Traditional segmentation provided via firewalls, VLANs and ACLs on premise to virtualized firewalls, and security groups in cloud environments have crippled IT as of late. They do not fit into the new DevOps/Cloud based model that has done so well for other portions of IT.

These legacy segmentation solutions were built for yesterday’s IT environments where well established perimeter based cybersecurity existed, changes were infrequent and attacks were much less sophisticated than those typical of today. These traditional methodologies are now failing for several reasons:

  • They are cumbersome to manage. These disparate, resource intensive systems are each managed separately and changes must be carried out manually. 
  • They lack basic visibility. This makes it difficult to understand application and user workflows. Thus they are risky to change for fear of causing a production outage or an inadvertent block. 
  • Even when multiple legacy techniques are utilized, they cannot truly cover everything we find in today’s enterprise; everything from older, end of life operating systems and platforms through virtualizations, clouds, containers and serverless computing.
  • By far the biggest problem is that they are not granular enough in their enforcement to adequately protect. For the most part, all traditional methodologies are port and IP address based. Hackers can easily spoof a process, create a new user or hijack an existing one (or workload) to traverse these proverbial screen doors. In the case of firewalls, even ones that are next-generation and/or virtualized ones fail - even though they have better granularity than VLANs, ACLs and security groups. This is because they cannot be placed between most traffic points: they are merely perimeter devices that do not follow nor can enforce throughout workflow paths. 

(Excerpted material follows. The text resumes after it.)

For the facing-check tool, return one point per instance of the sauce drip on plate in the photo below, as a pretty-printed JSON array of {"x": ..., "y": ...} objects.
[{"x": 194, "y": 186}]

Bringing security into the new model: Software-Defined Segmentation
Given traditional segmentation has now hit a wall, the cybersecurity world has developed a fresh approach. Named ‘software-defined segmentation’ the methodology has been built for today’s high speed and innovative environments and embraces the DevOps/Cloud model. Software-defined segmentation has the following characteristics:

  • It is able to include key legacy components but also embrace the new. Visibility and management is decoupled from the diverse underlying platforms and operating systems themselves, thus providing an abstraction layer where all functions work seamlessly. By gaining granular and uniform visibility and management within a single platform, software-defined segmentation permits visibility of application and user workload dependencies, meaning policies can be created easily. 
  • Unlike traditional segmentation techniques, software-defined segmentation follows the workload and includes well needed granularity. Instead of being stuck with mere port and IP address level policies which do little to stop threats, software-defined segmentation allows tight, granular policies by process, identity and by FQDN. 
  • To enhance speed and innovation software-defined segmentation also incorporates automated provisioning, management and auto-scaling of workloads enhanced by increased use of playbooks and scripts like Chef, Puppet and Ansible. These scripts allow a “done once, done right” approach which greatly reduces the need for manual moves, adds, changes and deletes.

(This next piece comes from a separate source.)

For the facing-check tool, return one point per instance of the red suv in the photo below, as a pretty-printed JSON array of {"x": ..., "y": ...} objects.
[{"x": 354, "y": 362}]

In the past four years many hundreds of enterprises have improved their security stature by moving to software-defined segmentation. Typically, projects that would normally take years to accomplish using old methods have taken only weeks via software-defined segmentation and have delivered both significant risk reduction and better overall compliance. 

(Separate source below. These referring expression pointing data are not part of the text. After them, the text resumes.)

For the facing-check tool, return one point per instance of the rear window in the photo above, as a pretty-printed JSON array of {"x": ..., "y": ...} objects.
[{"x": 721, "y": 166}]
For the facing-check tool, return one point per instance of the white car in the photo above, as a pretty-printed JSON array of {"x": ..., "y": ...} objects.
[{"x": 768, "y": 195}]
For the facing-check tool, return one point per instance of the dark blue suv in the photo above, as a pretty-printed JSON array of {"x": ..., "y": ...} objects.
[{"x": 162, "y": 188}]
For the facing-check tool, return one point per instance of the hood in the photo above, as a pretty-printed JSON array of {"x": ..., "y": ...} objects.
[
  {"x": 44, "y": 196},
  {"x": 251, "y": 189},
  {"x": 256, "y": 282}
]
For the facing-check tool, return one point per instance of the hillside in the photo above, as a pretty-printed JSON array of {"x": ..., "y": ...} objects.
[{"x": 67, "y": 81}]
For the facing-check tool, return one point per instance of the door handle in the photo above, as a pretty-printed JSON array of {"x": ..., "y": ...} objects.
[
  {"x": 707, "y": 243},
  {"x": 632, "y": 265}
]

Today’s security solutions must be decoupled from underlying platforms and operating systems and provide uniform visibility, management and granular control/enforcement. Segmentation must also be DevOps/cloud model automatable and auto-scalable. It must be readily incorporated into existing playbooks and scripts allowing for a “done once, done right” approach. In that way, software-defined segmentation will allow us to achieve the Penrose Triangle where speed, innovation and security not only coexist but prosper.